Global passenger traffic grows by 4.7% by the end of the 3rd quarter

  • Published by Ozgur Tore

Airports Council International (ACI), the only worldwide association of airports, has announced passenger traffic figures for the period from January to September 2014.

During the period, passenger traffic grew by 4.7% on a year-to-date basis. Passenger numbers also grew by almost 5% year-over-year for the month September. Airports reported an increase of 5.1% in international passenger traffic; domestic passenger traffic increased by 4.9% as compared to September 2013.

African airports continue to experience a strong recovery in passenger traffic. North Africa's passenger traffic strengthened after a dismal period in 2012 and 2013 due to the unrest brought on by the Arab Spring. From the eve of the Egyptian army-led overthrow of President Morsi to its aftermath, the tourist economies in the region were crippled as passenger traffic dropped significantly in 2013. Cairo (CAI) and Hurghada (HRG), two of Egypt's major airports, saw passenger traffic jump back by 23.2% and 457.2% respectively for the month of September. Despite the adverse effects of the Ebola crisis on air transport in western parts of the African continent, overall African passenger traffic increased by 9.6%.


The Middle East also achieved robust growth in passenger traffic at 9.3% for the month of September. Dubai (DXB), the world's busiest international airport, and Doha (DOH), another major international airport in the region, both achieved growth of 10%. Abu Dhabi (AUH) also achieved a significant increase of 23.9% in passenger numbers for the month of September.

The Asia-Pacific region experienced growth of 5.1% in overall passenger traffic. The domestic Chinese market was a large contributor to this growth. Many Chinese airports achieved double digit gains in passenger traffic.

European airports continue to recover in 2014 from the weakened Euro area that persisted throughout 2013. While Paris (CDG) saw a sharp decline in passenger traffic by 12.3%, this was attributable to Air France's pilot strike in the latter half of the month. On the upside, both Istanbul airports (IST and SAW) reported impressive gains of 11% and 18.5% respectively. On the whole, passenger traffic at European airports increased by 4.6%. North American and Latin America-Caribbean airports grew by 4.5% and 4.1% respectively in passenger traffic.

Global air freight traffic continued to maintain the upward trend in volumes and year-over-year growth rates for the month of September. The overall accumulated volumes for the last twelve months rose by 4.5% while volumes jumped up by over 6% on the month. Both the domestic as well as the international freight market posted robust gains for the month of September. International freight volumes jumped up by 6.5% whereas domestic volumes increased by 5.5%.

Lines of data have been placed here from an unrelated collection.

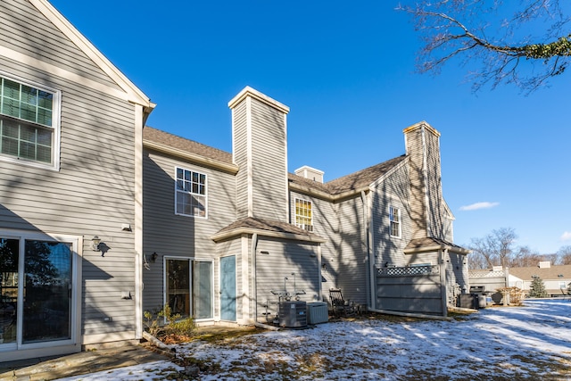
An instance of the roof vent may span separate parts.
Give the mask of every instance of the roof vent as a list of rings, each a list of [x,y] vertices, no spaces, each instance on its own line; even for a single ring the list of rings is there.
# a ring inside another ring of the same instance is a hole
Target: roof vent
[[[315,168],[304,165],[302,168],[295,170],[295,174],[302,178],[309,178],[310,180],[317,181],[323,184],[323,170],[316,170]]]

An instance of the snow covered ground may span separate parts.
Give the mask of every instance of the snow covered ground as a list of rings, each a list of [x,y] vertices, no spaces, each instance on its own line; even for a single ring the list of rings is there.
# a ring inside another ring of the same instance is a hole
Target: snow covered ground
[[[571,302],[528,300],[451,321],[360,319],[180,345],[210,380],[568,380]],[[157,380],[153,362],[64,380]]]

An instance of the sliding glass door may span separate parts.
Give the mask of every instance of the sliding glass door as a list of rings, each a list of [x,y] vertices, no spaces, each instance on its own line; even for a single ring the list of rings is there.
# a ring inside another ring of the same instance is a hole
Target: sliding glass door
[[[72,244],[0,237],[0,345],[70,340]]]
[[[165,299],[173,314],[213,318],[211,261],[166,258],[165,277]]]

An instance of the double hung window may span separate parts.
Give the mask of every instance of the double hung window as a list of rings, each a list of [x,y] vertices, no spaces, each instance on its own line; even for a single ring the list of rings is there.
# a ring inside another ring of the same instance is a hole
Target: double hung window
[[[175,212],[206,218],[206,175],[177,168]]]
[[[389,221],[391,236],[401,237],[401,210],[393,206],[389,207]]]
[[[0,157],[58,167],[60,93],[0,73]]]
[[[313,231],[313,212],[310,201],[295,199],[295,226],[307,231]]]

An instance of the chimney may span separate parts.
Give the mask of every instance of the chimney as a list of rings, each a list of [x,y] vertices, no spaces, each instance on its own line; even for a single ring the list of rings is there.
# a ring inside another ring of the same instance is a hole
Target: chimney
[[[445,239],[445,204],[440,170],[440,132],[426,121],[402,131],[410,158],[412,238]]]
[[[323,170],[304,165],[303,167],[295,170],[294,173],[302,178],[309,178],[310,180],[323,184],[323,174],[325,173]]]
[[[229,103],[236,174],[236,217],[288,221],[289,107],[244,87]]]

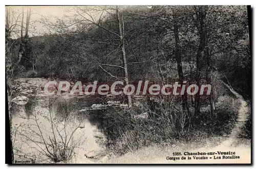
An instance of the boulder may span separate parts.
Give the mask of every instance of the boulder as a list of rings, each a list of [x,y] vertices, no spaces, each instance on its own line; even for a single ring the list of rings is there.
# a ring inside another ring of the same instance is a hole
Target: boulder
[[[19,95],[12,100],[11,102],[19,105],[25,105],[29,100],[29,99],[25,96]]]

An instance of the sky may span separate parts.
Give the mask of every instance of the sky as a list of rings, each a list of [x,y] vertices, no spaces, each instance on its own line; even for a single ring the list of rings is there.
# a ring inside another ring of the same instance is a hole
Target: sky
[[[42,19],[46,18],[51,22],[55,22],[56,18],[65,19],[67,16],[74,14],[74,12],[71,12],[74,7],[73,6],[30,6],[31,9],[31,15],[30,21],[30,32],[29,36],[33,36],[44,35],[49,33],[50,31],[46,28],[45,25],[42,22]],[[26,17],[27,16],[27,6],[8,6],[6,7],[10,9],[11,16],[10,17],[10,26],[15,24],[17,20],[17,25],[15,30],[17,32],[20,32],[20,25],[22,18],[23,8],[24,9],[24,26],[26,24]],[[24,31],[25,32],[25,31]],[[24,32],[24,34],[25,32]],[[18,35],[13,33],[12,37],[18,37]]]

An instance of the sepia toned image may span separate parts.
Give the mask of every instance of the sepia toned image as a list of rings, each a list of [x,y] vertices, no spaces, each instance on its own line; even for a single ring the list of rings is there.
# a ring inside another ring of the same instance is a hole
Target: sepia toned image
[[[250,6],[5,10],[6,163],[251,164]]]

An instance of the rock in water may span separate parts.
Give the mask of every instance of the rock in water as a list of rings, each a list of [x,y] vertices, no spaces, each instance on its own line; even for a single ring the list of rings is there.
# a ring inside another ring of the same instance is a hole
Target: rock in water
[[[18,105],[25,105],[28,103],[29,100],[29,99],[25,96],[19,95],[12,100],[11,102]]]

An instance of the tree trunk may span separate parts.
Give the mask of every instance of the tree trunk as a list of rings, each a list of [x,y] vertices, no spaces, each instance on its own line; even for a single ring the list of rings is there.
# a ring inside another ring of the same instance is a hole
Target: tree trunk
[[[179,28],[178,27],[178,25],[177,23],[177,19],[175,18],[174,19],[174,37],[175,38],[175,59],[177,63],[177,70],[178,74],[179,75],[179,79],[180,81],[180,84],[182,85],[183,84],[183,71],[182,69],[182,62],[181,61],[181,56],[180,52],[180,39],[179,37]],[[184,112],[187,112],[189,113],[189,109],[188,108],[188,105],[187,104],[187,93],[185,92],[184,94],[181,95],[182,100],[182,109]]]
[[[122,22],[121,22],[120,19],[119,12],[118,11],[118,7],[116,7],[116,15],[117,21],[118,22],[118,28],[119,31],[119,37],[120,40],[121,41],[121,50],[122,51],[122,55],[123,59],[123,68],[124,68],[124,82],[125,83],[125,85],[127,85],[129,84],[129,80],[128,76],[128,70],[127,68],[127,61],[125,55],[125,50],[124,49],[124,24],[123,22],[123,18],[122,17]],[[127,95],[127,99],[128,100],[128,107],[130,108],[132,107],[132,97],[131,95]]]
[[[20,29],[20,38],[22,39],[23,36],[23,24],[24,20],[24,8],[22,8],[22,28]]]
[[[199,9],[198,11],[197,11],[197,20],[199,20],[199,23],[197,23],[197,28],[200,35],[200,42],[196,56],[196,84],[198,86],[200,86],[201,71],[202,69],[202,62],[201,60],[202,59],[202,53],[204,52],[204,48],[205,47],[205,41],[206,38],[205,27],[205,20],[206,12],[205,9],[204,9],[204,6],[201,6],[199,8]],[[198,91],[198,92],[196,94],[195,99],[195,114],[196,116],[198,115],[200,112],[200,95],[199,94],[199,92],[200,91]]]
[[[213,86],[211,84],[211,69],[210,65],[211,61],[209,55],[209,50],[207,46],[207,45],[205,50],[205,56],[206,57],[206,61],[207,61],[207,68],[205,75],[206,83],[207,84],[210,84],[211,85],[211,90],[210,94],[208,96],[209,102],[209,104],[210,104],[210,114],[212,118],[216,118],[216,114],[215,113],[215,102],[214,101],[214,95],[213,94]]]

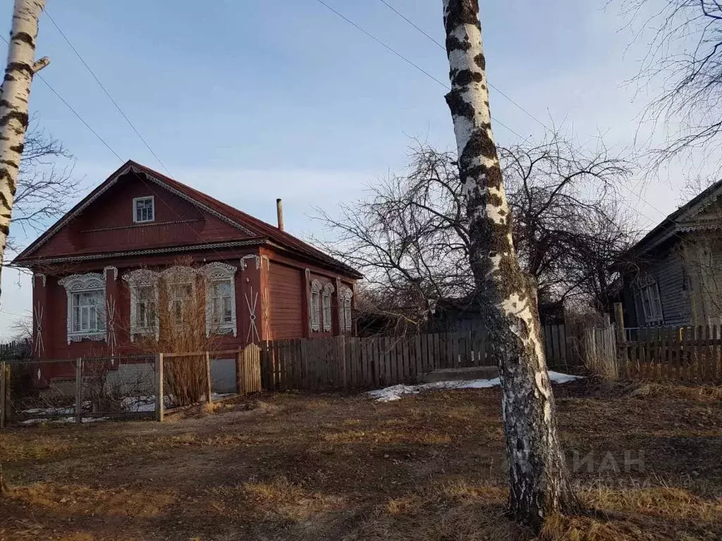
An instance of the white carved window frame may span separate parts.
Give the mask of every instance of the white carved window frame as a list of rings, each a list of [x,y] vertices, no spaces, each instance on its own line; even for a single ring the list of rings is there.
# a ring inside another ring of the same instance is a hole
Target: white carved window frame
[[[311,281],[310,307],[311,330],[321,330],[321,282],[318,280]]]
[[[79,342],[82,340],[92,340],[98,342],[105,342],[107,340],[105,328],[108,322],[104,322],[103,329],[95,331],[74,331],[73,330],[73,295],[77,293],[90,293],[91,291],[103,292],[103,300],[96,310],[100,309],[103,312],[103,317],[107,318],[105,314],[105,277],[100,273],[88,273],[87,274],[71,274],[69,276],[61,278],[58,283],[65,288],[65,292],[68,297],[68,310],[66,314],[66,332],[68,343],[71,342]],[[96,312],[97,313],[97,312]]]
[[[321,289],[321,305],[323,311],[323,331],[328,333],[334,327],[333,312],[331,307],[331,295],[334,292],[334,284],[326,283]]]
[[[166,297],[168,304],[168,313],[173,313],[173,304],[174,301],[177,300],[191,300],[193,301],[196,296],[196,278],[198,276],[198,270],[193,268],[193,267],[183,267],[183,266],[175,266],[168,267],[167,269],[160,273],[160,277],[163,279],[163,284],[165,287]],[[174,297],[172,294],[173,288],[174,286],[179,286],[183,285],[189,285],[191,286],[191,296],[189,299],[178,299]],[[181,311],[185,310],[186,305],[183,305],[181,308]],[[183,322],[180,324],[176,324],[178,327],[183,327]]]
[[[151,216],[149,219],[139,220],[138,219],[138,203],[141,202],[145,202],[150,200],[150,214]],[[134,224],[151,224],[155,221],[155,195],[143,195],[142,197],[133,198],[133,223]]]
[[[353,328],[351,313],[351,299],[354,292],[351,288],[342,286],[339,289],[339,327],[342,333],[350,332]]]
[[[206,287],[206,336],[212,333],[219,335],[232,334],[234,338],[238,335],[238,317],[235,307],[235,273],[238,268],[227,263],[214,262],[203,266],[201,273],[205,278]],[[214,324],[212,302],[213,288],[214,284],[230,284],[230,307],[231,321]]]
[[[152,327],[142,326],[138,322],[137,304],[138,291],[141,288],[152,287],[154,300],[155,301],[155,309],[158,309],[158,279],[160,275],[159,273],[149,270],[144,268],[139,268],[132,270],[123,276],[123,279],[128,282],[130,291],[131,299],[131,342],[135,341],[135,337],[138,335],[155,335],[157,340],[160,333],[160,322],[158,321],[157,313],[155,315],[155,323]]]

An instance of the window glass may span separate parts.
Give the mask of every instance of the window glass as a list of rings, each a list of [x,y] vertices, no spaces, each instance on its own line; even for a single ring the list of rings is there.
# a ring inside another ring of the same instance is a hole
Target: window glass
[[[153,198],[145,197],[135,200],[136,221],[152,221],[153,214]]]
[[[74,333],[96,333],[105,329],[105,293],[79,291],[71,296],[70,328]]]

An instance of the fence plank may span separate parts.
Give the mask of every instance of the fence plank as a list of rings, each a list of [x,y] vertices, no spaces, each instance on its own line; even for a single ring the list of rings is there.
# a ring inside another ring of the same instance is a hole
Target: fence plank
[[[421,335],[417,335],[414,339],[414,383],[419,382],[419,374],[423,371],[421,344]]]
[[[75,422],[80,424],[83,416],[83,360],[75,361]]]
[[[717,325],[712,326],[712,348],[711,349],[711,356],[712,356],[712,371],[710,374],[710,377],[712,379],[712,384],[716,385],[719,382],[720,377],[720,344],[718,340],[719,340],[720,334],[718,333],[719,327]]]
[[[0,361],[0,430],[5,428],[5,418],[7,417],[6,409],[10,405],[10,401],[5,397],[5,361]]]
[[[155,356],[155,420],[163,422],[163,354],[157,353]],[[76,400],[76,408],[77,408],[77,400]],[[78,410],[76,409],[76,416],[78,415]]]

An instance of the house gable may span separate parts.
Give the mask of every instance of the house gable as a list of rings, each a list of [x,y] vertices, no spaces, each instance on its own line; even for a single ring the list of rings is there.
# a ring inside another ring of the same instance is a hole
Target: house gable
[[[154,219],[136,223],[134,200],[148,196],[153,198]],[[197,245],[256,236],[129,166],[108,178],[17,259]]]

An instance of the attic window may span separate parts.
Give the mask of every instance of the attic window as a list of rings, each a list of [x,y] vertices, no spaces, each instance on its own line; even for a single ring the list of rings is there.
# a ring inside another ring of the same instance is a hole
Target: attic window
[[[155,219],[155,199],[152,195],[133,200],[133,221],[144,224]]]

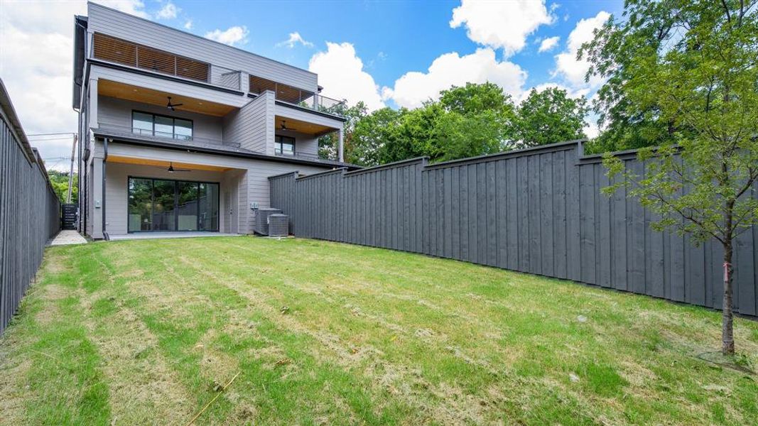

Asia-Pacific posted strong increases air freight volumes at 6.1% for the month of September. The world's largest air freight hub, Hong Kong (HKG), increased volumes by 5.8% for the month.

North America also experienced buoyant air freight traffic growth following a weakened air freight market in 2013. Memphis (MEM), North America's busiest freight airport and FedEx hub, and Louisville (SDF), the UPS hub, grew by 4.5% and 7.7% for the month of September.

With ongoing weakness in the Brazilian and Argentinian economies, freight volumes in Latin-America-Caribbean contracted for the month of September by 1.4%. Europe and Africa experienced more moderate growth in the realm of 3% year-over-year.

Dubai World Central (DWC), the Middle Eastern airport that has experienced exponential growth, is now a major contributor to overall increases in freight volumes for the region. Although it has only recently commenced operations, by the end of September alone, air freight volumes at DWC have surpassed the 500 thousand metric tonne threshold on a year-to-date basis, which represents an increase of over 255% as compared to the previous year.

"The global economy continues to experience a rocky recovery. Major economies such as the United States, the Euro area and Japan faced weak output growth in the first half of 2014. Emerging markets also felt the brunt of the slowdown with Brazil slipping into a recession. The geopolitical tensions in Eastern Europe and Russia continue to threaten business confidence across those regions as well. In spite of the strong positive relationship between airport traffic and the broader economy, aviation markets remain resilient and continue to grow. Passenger traffic in the Euro area and North America will likely experience higher growth levels as compared to 2013 with global growth in passenger traffic ending the year in the realm of 5% for 2014." said ACI World's Economics Director Rafael Echevarne. "Air freight also continues to show a glimmer of hope, irrespective of downside risks in the global economy. Volumes have remained above 2013 levels for all of 2014 up to the 4th quarter. This is cause for optimism given that the air freight markets were particularly sluggish over the last three years. Growth in global freight volumes will likely end the year in the realm of 4% for 2014 as compared to the previous year's volumes."